Spent: Memoirs of a Shopping Addict by Avis Cardella (Little, Brown & Company, 272 pages)

“I used shopping to avoid myself.”

Be prepared for a brutally honest, yet somewhat elusive account of Avis Cardella’s journey into, and recovery from, the nearly overwhelming habit of shopping and shopping and shopping.   Alongside her own story, Cardella incorporates general information regarding the evolution of shopping in excess beginning with Madame Bovary up through today.   This is no laughing matter.   The prevalence of shopping as therapy or a habit is so great that the next edition of the Diagnostic and Statistical Manual of Mental Disorders may contain “compulsive shopping disorder” as a separate listing rather than an entry under the heading of obsessive compulsive disorders.

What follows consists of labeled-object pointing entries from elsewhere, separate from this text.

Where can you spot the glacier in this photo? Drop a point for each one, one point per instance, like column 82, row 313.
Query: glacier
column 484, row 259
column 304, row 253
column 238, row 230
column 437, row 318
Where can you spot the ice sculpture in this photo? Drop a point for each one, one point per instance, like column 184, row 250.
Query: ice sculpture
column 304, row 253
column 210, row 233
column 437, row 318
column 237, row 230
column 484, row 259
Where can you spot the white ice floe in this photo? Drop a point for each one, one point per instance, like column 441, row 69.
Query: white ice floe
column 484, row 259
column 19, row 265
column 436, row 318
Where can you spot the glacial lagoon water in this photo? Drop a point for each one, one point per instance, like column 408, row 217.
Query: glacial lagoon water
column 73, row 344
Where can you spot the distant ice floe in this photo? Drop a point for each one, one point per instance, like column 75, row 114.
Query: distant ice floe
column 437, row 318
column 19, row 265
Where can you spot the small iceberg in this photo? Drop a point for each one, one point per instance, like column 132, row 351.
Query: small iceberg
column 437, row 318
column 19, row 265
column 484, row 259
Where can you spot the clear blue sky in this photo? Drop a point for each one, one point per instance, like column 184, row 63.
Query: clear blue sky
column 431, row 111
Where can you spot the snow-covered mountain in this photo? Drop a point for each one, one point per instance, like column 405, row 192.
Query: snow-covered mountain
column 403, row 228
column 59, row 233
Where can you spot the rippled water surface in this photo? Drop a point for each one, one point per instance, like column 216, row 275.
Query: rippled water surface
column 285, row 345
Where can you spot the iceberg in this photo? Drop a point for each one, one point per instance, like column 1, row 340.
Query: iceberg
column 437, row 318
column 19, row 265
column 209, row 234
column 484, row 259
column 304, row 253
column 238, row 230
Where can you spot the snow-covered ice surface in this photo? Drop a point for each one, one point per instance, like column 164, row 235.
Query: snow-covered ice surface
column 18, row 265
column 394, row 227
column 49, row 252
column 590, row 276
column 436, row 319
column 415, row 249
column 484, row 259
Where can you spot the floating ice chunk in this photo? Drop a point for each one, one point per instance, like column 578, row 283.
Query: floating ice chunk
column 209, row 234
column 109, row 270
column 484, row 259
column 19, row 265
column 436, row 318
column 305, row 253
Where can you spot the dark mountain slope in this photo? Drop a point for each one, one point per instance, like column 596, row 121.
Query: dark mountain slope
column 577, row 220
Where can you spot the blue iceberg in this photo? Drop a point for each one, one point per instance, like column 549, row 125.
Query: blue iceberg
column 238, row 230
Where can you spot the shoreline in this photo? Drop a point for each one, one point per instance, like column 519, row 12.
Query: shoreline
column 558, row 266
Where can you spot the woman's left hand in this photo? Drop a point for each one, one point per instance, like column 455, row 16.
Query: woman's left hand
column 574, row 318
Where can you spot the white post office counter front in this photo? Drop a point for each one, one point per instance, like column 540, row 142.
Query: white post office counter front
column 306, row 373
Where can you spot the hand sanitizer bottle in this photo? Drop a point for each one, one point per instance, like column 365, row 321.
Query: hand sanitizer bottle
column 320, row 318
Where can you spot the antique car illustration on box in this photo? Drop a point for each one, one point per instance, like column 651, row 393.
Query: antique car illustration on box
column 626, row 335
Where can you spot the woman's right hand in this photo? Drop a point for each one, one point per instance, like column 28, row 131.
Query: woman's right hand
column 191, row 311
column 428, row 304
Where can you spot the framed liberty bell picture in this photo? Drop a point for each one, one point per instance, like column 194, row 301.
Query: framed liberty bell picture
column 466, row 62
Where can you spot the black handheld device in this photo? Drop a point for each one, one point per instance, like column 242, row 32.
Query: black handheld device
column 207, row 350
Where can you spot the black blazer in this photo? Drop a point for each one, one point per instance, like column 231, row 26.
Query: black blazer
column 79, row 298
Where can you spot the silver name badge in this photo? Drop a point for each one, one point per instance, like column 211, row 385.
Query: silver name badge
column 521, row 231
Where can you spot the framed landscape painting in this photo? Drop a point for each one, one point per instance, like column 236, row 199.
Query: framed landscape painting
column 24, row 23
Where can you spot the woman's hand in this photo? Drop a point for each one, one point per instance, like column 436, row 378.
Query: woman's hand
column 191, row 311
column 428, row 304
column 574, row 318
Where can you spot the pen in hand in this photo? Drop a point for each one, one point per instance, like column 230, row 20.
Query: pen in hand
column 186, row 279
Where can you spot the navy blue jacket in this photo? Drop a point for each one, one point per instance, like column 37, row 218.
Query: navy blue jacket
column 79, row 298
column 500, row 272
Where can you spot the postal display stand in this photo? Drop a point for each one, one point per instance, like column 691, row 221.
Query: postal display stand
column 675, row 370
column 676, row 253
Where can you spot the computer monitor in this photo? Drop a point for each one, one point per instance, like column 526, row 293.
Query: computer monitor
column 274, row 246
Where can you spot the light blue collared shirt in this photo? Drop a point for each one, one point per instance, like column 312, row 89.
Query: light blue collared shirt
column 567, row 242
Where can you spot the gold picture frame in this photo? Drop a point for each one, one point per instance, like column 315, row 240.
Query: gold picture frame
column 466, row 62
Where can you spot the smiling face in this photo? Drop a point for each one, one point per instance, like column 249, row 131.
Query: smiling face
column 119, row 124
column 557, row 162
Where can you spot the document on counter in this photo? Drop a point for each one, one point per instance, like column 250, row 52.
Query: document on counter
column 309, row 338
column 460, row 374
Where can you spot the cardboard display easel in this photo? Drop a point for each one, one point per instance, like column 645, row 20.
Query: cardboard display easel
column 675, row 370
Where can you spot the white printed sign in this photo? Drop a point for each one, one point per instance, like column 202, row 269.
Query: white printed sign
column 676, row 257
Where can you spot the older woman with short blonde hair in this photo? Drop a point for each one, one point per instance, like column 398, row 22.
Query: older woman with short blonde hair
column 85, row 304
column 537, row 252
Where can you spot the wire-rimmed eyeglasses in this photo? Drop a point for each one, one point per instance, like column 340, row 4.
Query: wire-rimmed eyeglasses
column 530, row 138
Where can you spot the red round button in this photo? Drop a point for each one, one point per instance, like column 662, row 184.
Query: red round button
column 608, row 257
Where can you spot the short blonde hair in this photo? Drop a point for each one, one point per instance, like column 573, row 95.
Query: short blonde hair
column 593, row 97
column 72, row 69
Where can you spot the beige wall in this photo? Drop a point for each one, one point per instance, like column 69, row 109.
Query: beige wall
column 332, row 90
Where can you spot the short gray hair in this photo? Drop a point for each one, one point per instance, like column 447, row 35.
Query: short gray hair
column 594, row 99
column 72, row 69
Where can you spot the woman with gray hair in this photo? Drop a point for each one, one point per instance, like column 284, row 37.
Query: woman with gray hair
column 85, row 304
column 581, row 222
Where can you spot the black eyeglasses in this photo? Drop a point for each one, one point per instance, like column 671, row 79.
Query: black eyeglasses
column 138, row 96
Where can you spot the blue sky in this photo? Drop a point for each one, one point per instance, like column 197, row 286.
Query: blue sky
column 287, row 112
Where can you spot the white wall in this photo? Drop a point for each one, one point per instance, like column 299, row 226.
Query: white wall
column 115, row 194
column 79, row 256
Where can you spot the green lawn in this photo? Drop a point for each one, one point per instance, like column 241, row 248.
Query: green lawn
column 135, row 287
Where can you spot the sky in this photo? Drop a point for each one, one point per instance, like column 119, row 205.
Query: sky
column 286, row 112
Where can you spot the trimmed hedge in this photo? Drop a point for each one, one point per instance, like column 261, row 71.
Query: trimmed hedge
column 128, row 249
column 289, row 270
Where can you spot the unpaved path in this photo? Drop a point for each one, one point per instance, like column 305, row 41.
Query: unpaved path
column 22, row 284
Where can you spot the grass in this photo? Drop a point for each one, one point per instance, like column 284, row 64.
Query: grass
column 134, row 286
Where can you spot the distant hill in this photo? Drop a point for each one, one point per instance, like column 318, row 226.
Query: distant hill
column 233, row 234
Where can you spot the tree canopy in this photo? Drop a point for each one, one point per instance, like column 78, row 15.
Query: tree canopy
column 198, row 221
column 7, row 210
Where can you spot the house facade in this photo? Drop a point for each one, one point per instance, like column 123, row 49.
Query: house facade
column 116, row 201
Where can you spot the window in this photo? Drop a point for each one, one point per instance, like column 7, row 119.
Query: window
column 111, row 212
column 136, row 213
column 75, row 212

The mix of confessional talk, some statistics and the events that were pivotal in the author’s life and, more importantly, her relationships with men, surround her almost as if she were dancing around herself, changing costumes as she assumed roles.   There is so much numbness expressed in the narrative that is almost like seeing her through a blanket of fog – not hot or cold, just thick and obscuring.

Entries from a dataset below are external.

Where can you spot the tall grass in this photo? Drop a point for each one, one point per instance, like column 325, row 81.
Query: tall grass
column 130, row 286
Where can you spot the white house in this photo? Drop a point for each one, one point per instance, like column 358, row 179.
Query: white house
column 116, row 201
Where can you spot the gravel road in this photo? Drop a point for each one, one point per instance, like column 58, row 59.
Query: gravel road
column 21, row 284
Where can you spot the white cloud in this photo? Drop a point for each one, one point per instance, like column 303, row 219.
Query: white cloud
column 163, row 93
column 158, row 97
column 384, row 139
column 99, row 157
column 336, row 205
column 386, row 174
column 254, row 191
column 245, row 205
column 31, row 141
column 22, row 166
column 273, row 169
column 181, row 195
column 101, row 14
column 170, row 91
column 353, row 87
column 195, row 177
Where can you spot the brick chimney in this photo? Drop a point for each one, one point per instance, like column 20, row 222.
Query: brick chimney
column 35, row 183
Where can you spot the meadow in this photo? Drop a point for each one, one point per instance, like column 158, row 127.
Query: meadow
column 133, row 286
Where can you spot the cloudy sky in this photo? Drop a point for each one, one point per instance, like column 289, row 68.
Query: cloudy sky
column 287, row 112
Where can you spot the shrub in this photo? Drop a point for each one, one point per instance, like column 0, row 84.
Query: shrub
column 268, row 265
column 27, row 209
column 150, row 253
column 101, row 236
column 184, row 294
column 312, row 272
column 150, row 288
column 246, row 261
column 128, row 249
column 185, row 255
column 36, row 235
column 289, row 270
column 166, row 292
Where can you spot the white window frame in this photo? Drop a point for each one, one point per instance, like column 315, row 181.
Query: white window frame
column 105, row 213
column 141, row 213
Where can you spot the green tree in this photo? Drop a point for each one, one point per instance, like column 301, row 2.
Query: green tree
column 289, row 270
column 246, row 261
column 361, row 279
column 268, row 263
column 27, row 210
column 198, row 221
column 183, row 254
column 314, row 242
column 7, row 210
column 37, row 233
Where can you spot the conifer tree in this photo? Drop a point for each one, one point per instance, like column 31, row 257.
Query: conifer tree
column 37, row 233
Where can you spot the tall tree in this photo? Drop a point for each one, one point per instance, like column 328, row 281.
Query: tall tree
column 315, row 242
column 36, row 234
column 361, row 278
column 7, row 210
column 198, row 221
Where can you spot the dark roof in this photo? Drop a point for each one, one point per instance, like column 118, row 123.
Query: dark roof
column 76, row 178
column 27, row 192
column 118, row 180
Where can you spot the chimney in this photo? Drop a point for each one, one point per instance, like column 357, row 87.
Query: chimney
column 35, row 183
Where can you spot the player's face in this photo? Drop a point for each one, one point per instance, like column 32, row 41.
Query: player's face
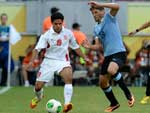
column 57, row 25
column 4, row 20
column 98, row 14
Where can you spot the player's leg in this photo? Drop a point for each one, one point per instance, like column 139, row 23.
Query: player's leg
column 147, row 97
column 38, row 92
column 113, row 70
column 66, row 74
column 104, row 84
column 25, row 75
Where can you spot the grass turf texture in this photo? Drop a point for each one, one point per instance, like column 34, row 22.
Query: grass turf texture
column 85, row 100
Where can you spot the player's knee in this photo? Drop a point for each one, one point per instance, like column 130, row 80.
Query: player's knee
column 38, row 86
column 103, row 82
column 112, row 70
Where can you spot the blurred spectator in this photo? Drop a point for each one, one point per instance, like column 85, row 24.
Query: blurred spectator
column 26, row 61
column 4, row 49
column 142, row 61
column 47, row 21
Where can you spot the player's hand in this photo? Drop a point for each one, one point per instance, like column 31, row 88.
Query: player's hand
column 86, row 44
column 30, row 66
column 88, row 60
column 132, row 33
column 94, row 4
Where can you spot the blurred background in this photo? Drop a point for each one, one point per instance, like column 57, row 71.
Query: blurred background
column 27, row 17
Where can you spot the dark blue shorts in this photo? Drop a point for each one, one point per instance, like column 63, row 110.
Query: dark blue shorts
column 119, row 58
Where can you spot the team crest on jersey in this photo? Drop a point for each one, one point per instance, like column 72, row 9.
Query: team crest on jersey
column 59, row 42
column 65, row 37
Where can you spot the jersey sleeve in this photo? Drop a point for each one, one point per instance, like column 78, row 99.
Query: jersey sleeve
column 73, row 43
column 42, row 43
column 110, row 17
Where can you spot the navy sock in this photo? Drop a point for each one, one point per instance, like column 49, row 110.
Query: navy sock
column 110, row 95
column 119, row 79
column 148, row 86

Cardella was drawn to fashion at an early age.   As a girl she had a regular supply of magazines like Vogue, Cosmopolitan and Glamour that her mother purchased faithfully each month.   This mother-daughter duo spent their best time together on shopping expeditions.   Cardella’s mother loved dressing up, especially in costume-like outfits.   Sadly, she died at an early age which left a gaping hole in her daughter’s life.

Jobs became a means to enable shopping, first as a teen employee at Macy’s and then as an adult flight attendant.   That first Macy’s card was managed well as were her purchases.   It was only later that the spending got out of hand.   Cardella writes of her precipitous decline into a world of shopping that sounds more like a drug addiction than the usual garden variety retail therapy most people indulge in once in a while.   She describes it as being taken over by need and experiencing a trance-like state when wandering through stores in Manhattan.

The lure of fashion is hard to resist in this book and Cardella has an amazing talent for describing the garments and accessories that became part of her.   Each page contains at least one designer name or a reference to the lifestyle she sometimes lead that went with wearing the best labels money, or credit, could buy.   In all honesty, this reviewer had some vivid recollections of her first pair of flats, in an awesome turquoise color and a champagne-colored taffeta dress worn to dancing classes in junior high school.

Cardella readily admits that her wardrobe began as mix-and-match pieces acquired without a strategy or goal in mind.   This wardrobe could easily be a metaphor for the way she lived acquiring relationships.   After all, if you don’t know yourself, how can you possibly know what will suit you?   She had no real sense of the future, nor did she make plans.

The writing style is calm, even and well-spoken with the exception of a few minor grammatical blunders and three funny homonyms (peak for peek, weary for wary, and reeled for railed), that crept in along the way.   Two thirds of the way through the book, this reviewer found herself wondering how far a shopping addict has to go to hit bottom.

The takeaway from Spent  is that stuff has power!   Whether that power is good or bad may depend upon the strength of the individual acquiring the stuff.   Highly recommended for moms and daughters.